Restos de material con cancerígeno que se derrama en las calles rurales mientras es trasladado de los pozos hacia las piletas en zona rural.

Lidia Campos, de la Asamblea, relaciona este “pasivo ambiental” directamente con los 12 casos de leucemia que tiene registrados en la localidad. Hasta hace poco, el material remanente de los pozos era trasladado, sin ninguna medida de precaución, por camiones que atravesaban zonas pobladas y también productivas. Era común ver como el barro, con benceno, quedaba en las calles donde se colaba en la napa de aguas más superficiales.

El ingeniero en petróleo y máster en Energía Renovable (entre otros títulos) duardo D`elía explicó que los riesgos del fracking son  “dos: primero la gran posibilidad de contaminar con hidrocarburos las fuentes de agua dulce. Esto ya ocurrido y ha generado que junto con el agua potable venga asociado gas natural. Son muy conocidas las imágenes del documental Gasland en el cual se ve claramente cuando la gente le acerca un fósforo al agua que toma de las canillas, esta literalmente estalla.
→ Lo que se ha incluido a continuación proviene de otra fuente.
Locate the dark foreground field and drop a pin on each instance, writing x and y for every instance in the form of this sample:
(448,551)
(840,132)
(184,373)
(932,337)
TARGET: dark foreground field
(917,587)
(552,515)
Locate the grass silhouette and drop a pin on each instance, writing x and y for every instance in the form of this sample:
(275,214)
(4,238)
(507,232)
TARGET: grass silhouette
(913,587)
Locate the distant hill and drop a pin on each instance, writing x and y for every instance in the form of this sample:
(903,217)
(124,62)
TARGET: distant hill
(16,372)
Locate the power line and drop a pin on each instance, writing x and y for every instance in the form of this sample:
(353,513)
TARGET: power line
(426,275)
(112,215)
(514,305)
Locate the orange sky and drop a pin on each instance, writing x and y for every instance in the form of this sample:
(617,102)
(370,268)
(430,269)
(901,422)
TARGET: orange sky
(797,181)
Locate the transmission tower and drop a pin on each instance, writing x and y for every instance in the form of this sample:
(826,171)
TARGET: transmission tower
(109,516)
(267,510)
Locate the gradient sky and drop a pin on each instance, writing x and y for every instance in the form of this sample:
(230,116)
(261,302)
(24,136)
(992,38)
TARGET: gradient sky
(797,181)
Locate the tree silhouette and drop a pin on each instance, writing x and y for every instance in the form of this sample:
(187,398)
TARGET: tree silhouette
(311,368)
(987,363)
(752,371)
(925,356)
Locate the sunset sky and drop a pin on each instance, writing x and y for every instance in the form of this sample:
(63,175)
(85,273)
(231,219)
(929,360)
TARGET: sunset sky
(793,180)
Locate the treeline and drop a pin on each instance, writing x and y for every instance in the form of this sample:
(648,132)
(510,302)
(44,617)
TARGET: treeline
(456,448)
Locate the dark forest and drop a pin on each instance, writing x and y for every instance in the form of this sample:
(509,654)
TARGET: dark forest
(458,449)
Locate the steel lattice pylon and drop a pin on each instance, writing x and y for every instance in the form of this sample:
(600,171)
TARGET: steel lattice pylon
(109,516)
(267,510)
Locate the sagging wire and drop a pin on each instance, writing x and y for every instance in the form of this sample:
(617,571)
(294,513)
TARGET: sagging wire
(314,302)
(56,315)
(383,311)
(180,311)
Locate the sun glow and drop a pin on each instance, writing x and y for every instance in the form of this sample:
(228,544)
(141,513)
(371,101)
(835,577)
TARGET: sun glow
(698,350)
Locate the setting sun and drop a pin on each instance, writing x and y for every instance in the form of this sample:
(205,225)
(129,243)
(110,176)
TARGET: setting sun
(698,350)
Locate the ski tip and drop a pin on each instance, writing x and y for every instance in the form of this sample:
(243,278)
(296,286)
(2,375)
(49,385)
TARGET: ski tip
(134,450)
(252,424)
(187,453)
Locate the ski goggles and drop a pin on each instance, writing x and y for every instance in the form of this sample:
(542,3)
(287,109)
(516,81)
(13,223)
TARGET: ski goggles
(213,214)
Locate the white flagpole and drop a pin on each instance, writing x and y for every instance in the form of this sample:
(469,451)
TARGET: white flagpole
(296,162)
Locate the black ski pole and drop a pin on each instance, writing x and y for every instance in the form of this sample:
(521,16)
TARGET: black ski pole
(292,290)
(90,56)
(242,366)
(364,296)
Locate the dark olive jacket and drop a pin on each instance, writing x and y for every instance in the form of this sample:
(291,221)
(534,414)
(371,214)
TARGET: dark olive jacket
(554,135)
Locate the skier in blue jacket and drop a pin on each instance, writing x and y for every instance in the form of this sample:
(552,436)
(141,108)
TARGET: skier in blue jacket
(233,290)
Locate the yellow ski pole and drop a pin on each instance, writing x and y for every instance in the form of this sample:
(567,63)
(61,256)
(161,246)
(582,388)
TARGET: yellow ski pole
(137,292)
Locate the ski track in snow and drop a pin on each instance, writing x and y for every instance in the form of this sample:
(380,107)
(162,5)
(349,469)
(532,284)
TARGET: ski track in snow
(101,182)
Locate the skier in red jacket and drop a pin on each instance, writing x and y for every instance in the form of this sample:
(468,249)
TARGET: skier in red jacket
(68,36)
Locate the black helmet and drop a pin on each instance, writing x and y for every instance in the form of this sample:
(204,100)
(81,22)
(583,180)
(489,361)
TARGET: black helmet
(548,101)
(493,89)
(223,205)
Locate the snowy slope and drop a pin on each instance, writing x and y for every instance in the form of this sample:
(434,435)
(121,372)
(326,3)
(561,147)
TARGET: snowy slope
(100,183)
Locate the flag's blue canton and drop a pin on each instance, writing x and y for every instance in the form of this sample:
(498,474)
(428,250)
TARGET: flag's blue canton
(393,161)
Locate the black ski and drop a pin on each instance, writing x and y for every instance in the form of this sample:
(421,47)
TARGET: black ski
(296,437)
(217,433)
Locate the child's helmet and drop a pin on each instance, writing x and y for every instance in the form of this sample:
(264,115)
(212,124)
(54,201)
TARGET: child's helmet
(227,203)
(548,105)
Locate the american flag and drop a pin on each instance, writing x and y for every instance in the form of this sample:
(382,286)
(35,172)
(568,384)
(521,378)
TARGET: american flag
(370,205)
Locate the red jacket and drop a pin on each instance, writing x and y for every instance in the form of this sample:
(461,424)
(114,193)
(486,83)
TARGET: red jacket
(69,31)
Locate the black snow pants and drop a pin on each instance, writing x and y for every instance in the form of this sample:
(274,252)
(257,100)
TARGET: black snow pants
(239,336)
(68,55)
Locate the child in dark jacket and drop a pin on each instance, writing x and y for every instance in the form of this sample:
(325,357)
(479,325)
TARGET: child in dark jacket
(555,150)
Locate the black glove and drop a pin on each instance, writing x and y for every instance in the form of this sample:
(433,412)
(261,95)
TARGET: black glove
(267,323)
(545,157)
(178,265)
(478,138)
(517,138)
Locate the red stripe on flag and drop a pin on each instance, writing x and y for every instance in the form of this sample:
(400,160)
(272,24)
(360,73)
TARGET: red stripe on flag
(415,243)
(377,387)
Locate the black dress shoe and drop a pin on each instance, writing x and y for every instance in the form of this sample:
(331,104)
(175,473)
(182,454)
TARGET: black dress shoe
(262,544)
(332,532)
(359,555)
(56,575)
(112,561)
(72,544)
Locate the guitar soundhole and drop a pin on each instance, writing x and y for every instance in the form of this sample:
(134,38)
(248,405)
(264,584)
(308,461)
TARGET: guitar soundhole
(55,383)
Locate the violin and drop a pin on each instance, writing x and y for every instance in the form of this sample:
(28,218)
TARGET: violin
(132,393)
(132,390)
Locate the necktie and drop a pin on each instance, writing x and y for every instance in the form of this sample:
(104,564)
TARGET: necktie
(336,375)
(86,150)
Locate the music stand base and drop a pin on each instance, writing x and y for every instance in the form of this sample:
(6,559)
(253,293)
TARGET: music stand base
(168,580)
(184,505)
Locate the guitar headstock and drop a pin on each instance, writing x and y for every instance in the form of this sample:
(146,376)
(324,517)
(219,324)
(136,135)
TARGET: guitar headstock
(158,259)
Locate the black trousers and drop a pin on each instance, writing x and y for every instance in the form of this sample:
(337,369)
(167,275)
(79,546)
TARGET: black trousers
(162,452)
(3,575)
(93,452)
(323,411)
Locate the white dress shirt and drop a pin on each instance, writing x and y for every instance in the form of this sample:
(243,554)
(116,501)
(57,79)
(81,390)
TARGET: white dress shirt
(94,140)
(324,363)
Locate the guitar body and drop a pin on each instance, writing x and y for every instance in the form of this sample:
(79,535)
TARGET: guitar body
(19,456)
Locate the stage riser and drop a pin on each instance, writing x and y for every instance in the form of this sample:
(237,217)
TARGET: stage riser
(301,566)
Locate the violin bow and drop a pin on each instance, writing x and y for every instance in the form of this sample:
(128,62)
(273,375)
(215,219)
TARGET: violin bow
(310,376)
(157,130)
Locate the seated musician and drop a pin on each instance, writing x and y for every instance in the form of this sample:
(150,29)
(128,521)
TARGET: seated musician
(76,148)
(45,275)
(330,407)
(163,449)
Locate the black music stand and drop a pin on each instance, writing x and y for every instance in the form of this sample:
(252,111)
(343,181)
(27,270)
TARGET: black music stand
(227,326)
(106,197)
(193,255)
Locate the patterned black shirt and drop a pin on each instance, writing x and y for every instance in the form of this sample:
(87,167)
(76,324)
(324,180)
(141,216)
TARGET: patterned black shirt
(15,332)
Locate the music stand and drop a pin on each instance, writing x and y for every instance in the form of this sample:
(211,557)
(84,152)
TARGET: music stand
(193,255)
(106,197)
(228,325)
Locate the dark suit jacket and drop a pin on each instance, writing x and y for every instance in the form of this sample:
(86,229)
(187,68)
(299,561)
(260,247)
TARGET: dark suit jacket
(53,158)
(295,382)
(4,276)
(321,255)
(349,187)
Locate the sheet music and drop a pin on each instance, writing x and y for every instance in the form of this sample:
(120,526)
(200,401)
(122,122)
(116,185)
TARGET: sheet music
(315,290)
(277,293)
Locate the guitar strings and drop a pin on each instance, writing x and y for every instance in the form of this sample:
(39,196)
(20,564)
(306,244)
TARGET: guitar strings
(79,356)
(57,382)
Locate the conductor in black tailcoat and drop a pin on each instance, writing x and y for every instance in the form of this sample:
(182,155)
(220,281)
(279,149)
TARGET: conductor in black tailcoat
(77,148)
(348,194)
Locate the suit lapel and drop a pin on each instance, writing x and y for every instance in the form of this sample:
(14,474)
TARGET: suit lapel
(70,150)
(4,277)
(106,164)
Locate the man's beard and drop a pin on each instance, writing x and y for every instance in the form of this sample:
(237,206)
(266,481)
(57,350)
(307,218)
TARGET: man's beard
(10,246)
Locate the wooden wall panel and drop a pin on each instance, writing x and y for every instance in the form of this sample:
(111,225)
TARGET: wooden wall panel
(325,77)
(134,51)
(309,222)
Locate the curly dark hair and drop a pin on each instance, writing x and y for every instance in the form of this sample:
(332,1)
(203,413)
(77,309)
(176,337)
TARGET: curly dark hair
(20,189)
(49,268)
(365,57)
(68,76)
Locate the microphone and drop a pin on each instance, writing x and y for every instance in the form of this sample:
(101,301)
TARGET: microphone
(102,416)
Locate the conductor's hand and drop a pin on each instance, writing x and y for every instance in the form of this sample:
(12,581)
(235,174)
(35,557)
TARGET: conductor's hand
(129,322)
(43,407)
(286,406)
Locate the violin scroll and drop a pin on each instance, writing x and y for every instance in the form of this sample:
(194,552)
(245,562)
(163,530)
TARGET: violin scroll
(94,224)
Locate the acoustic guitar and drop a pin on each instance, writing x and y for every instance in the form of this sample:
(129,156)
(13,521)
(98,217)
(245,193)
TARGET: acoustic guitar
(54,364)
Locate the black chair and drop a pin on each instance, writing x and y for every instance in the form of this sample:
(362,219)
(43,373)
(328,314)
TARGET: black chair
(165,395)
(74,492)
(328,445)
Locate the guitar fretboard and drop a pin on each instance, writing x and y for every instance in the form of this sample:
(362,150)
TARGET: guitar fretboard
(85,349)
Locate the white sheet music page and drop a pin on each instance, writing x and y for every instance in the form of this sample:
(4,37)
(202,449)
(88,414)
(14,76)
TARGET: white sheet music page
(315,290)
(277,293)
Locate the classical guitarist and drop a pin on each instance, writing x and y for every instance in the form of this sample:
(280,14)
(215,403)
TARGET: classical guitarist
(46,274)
“El segundo riesgo es que en Argentina esta técnica se está aplicando en lugares donde nunca hubo explotación petrolera. El petróleo y el gas están asociados a agua salada con alto contenidos de hidrocarburos que hacen que sea un agua altamente contaminada. En las provincias como Santa Cruz, Neuquén o Chubut, donde ya hay explotación petrolera, las compañías se deshacen de esta agua inyectándola en viejos yacimientos petroleros que están fuera de uso y esto es una técnica normal y segura” en una entrevista realizada por Sofía Turruella del Observatorio Petrolero del Sur.